With respect to data augmentation, there are concerns that traditional data augmentation methods (flip, crop, enlargement, reduction, rotation, inversion, etc.) may negatively impact patterns or textures reflecting non-verbal characteristics in MFCC images. As can be seen in
Table A1 and
Table A2, the augmentation range of the brightness and horizontal shift also preserves the quality of usable data by validating the effective range. It is expected that more accurate and valid results can be obtained by increasing the number of participating subjects and the amount of data.
From a clinical point of view, our results have several strengths. First, MMSE-DS requires checking all 28 items, while our results require only 12 items, making it simple and time-saving. Second, the MMSE-DS should have different cut-off scores according to educational background, age, and gender. It is convenient and useful because clinicians do not have to consider various conditions for dementia screening.

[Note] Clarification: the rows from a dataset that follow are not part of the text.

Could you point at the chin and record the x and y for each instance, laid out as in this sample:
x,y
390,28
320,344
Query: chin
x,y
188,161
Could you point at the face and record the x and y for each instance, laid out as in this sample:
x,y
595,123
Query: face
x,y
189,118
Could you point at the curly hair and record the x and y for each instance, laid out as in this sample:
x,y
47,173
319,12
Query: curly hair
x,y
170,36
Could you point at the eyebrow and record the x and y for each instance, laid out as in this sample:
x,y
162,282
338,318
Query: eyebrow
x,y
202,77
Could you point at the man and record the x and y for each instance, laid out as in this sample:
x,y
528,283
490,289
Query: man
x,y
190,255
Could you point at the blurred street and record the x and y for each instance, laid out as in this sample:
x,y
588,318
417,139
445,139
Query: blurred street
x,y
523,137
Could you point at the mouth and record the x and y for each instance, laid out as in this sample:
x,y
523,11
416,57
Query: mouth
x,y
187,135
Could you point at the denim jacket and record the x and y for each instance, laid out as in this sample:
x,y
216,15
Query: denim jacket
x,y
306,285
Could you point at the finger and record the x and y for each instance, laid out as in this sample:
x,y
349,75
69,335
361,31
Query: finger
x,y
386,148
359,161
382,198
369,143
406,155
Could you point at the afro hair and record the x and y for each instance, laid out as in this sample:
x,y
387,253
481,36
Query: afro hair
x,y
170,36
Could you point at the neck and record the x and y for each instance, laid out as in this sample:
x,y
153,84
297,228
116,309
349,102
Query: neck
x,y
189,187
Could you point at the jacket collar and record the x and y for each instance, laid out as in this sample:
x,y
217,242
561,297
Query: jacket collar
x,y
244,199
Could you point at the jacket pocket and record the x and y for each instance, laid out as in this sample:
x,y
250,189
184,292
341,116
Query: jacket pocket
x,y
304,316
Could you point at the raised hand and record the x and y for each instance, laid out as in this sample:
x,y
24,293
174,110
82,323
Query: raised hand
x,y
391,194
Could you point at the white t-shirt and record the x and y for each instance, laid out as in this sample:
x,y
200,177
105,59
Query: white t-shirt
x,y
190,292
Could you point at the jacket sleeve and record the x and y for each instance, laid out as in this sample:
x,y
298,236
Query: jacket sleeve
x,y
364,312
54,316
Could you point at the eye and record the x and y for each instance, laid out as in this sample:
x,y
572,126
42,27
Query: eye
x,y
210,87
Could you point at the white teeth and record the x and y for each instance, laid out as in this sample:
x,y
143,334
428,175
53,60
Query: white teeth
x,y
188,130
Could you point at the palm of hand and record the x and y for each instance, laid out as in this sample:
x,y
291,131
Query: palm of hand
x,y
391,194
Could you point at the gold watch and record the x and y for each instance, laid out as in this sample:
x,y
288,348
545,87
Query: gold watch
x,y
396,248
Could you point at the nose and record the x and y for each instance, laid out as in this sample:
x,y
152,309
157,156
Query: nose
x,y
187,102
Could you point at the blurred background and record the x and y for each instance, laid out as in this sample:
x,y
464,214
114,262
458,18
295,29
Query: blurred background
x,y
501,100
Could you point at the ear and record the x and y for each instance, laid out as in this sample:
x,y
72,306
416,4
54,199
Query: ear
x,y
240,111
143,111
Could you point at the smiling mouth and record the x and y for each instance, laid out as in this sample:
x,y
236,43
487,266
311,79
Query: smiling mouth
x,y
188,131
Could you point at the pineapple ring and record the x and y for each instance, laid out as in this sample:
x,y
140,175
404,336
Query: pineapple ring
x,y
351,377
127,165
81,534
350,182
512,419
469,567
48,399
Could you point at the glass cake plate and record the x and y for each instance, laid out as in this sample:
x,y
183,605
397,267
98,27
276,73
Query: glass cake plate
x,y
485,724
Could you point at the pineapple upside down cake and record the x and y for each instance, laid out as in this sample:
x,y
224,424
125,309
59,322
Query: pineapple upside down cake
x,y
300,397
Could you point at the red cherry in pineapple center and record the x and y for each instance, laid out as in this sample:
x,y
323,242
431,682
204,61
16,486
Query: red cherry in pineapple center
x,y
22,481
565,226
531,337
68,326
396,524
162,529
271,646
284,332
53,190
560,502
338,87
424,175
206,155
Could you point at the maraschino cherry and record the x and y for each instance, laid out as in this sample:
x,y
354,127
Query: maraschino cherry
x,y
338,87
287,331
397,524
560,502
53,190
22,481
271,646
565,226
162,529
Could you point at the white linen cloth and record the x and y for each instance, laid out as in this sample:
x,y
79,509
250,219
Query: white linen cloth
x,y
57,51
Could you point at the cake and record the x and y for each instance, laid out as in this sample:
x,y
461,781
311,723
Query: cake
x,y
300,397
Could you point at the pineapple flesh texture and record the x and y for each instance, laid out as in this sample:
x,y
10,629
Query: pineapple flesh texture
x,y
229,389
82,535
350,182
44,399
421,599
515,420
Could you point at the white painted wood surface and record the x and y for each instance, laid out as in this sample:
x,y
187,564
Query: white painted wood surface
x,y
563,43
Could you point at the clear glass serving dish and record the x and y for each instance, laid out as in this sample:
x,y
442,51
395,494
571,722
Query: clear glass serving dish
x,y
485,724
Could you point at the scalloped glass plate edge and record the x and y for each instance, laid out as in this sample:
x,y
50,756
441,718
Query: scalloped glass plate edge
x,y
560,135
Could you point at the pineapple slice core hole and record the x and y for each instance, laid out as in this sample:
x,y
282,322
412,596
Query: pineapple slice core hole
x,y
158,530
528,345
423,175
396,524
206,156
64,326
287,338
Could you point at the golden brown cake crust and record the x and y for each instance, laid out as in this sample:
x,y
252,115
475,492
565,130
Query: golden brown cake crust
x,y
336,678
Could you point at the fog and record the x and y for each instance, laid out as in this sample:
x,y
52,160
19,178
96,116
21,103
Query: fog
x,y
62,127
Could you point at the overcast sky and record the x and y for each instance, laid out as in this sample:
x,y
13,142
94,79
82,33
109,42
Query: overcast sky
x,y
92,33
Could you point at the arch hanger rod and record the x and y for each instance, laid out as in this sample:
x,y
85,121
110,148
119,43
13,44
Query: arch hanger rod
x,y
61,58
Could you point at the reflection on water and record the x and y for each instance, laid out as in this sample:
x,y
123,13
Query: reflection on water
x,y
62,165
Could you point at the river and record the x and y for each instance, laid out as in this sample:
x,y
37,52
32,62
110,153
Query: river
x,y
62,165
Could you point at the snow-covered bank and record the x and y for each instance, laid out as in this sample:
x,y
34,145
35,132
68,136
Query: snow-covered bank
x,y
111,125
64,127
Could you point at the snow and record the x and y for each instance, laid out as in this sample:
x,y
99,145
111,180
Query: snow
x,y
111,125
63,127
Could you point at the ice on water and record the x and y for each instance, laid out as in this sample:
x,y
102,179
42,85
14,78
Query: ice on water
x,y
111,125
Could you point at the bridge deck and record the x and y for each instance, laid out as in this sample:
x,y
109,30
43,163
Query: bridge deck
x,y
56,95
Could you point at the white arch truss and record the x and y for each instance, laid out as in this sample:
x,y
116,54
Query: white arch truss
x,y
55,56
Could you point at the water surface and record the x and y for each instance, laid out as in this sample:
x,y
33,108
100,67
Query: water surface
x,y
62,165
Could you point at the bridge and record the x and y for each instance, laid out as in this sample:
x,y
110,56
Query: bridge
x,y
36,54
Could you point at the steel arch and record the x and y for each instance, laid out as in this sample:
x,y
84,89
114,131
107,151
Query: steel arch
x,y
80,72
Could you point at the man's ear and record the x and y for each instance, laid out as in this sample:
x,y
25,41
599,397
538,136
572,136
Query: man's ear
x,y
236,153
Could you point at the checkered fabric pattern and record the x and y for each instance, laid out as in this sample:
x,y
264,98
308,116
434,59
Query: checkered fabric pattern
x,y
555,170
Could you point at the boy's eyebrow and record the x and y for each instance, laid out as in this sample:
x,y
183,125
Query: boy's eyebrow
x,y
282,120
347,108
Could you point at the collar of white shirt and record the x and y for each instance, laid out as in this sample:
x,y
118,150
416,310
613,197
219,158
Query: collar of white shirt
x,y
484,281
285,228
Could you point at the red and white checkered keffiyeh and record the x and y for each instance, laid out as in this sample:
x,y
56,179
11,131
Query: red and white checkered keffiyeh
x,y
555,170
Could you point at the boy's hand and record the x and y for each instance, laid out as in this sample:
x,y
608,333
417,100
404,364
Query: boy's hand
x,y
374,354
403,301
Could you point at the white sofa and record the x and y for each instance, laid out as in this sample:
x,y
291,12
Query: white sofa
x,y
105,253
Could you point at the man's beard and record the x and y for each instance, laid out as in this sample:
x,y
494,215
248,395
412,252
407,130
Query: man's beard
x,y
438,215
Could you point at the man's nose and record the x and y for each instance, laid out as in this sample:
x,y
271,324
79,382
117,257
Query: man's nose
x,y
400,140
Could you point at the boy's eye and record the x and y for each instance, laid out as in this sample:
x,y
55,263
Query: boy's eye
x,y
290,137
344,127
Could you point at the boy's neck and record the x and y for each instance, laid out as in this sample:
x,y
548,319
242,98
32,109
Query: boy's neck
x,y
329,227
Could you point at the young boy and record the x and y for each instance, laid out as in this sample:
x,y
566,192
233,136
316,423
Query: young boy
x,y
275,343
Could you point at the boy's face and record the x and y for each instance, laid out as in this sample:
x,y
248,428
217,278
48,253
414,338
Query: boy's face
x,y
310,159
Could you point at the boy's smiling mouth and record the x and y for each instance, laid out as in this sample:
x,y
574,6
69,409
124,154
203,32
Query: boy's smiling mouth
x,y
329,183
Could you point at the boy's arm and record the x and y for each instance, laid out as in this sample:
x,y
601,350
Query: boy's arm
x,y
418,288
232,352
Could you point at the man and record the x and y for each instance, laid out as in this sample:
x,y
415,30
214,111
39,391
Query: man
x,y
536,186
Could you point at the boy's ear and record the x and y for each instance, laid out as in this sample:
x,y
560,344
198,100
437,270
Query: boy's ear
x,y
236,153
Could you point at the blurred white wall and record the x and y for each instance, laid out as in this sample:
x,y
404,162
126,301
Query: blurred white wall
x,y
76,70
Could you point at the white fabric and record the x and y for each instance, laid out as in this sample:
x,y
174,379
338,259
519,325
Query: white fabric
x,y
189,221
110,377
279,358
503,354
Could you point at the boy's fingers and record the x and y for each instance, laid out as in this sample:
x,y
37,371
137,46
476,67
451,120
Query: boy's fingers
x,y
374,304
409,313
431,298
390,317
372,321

But there are also limitations. Dementia occurs when there is a severe decrease in function in some of the various cognitive domains. Since this study used only temporal orientation, memory registration, delayed recall, and attention, the evaluation of other cognitive functions may be limited. However, as mentioned earlier, in the early stages of dementia, generally there is a decrease in peripheral awareness, a lack of concentration, distraction, memory impairment, and a decrease in language ability. In other words, if early dementia patients can be selected through voice and responses to limited items, it is expected to bring about a fundamental innovation in the dementia screening method.
This study is a simplified dementia screening test, so further validation of each question’s reliability is needed, but it is considered to be a useful technique for screening high-risk groups. It will also be of great help in developing a platform that performs high-risk screening, precise diagnostic testing, and management.
If the deep learning model proposed in this study is used, AD screening can be performed more easily and quickly. Based on this, it is possible to build a telemedicine or screening automation system through smart devices [
46,
52]. By installing them in an easily accessible place, the barrier to entry can be lowered, and the quality of telemedicine can be improved by utilizing virtual reality [
47,
48,
49]. In addition, since early diagnosis of AD can inhibit its progression, it is expected that the simple screening method introduced in this paper will also work as a digital therapeutic.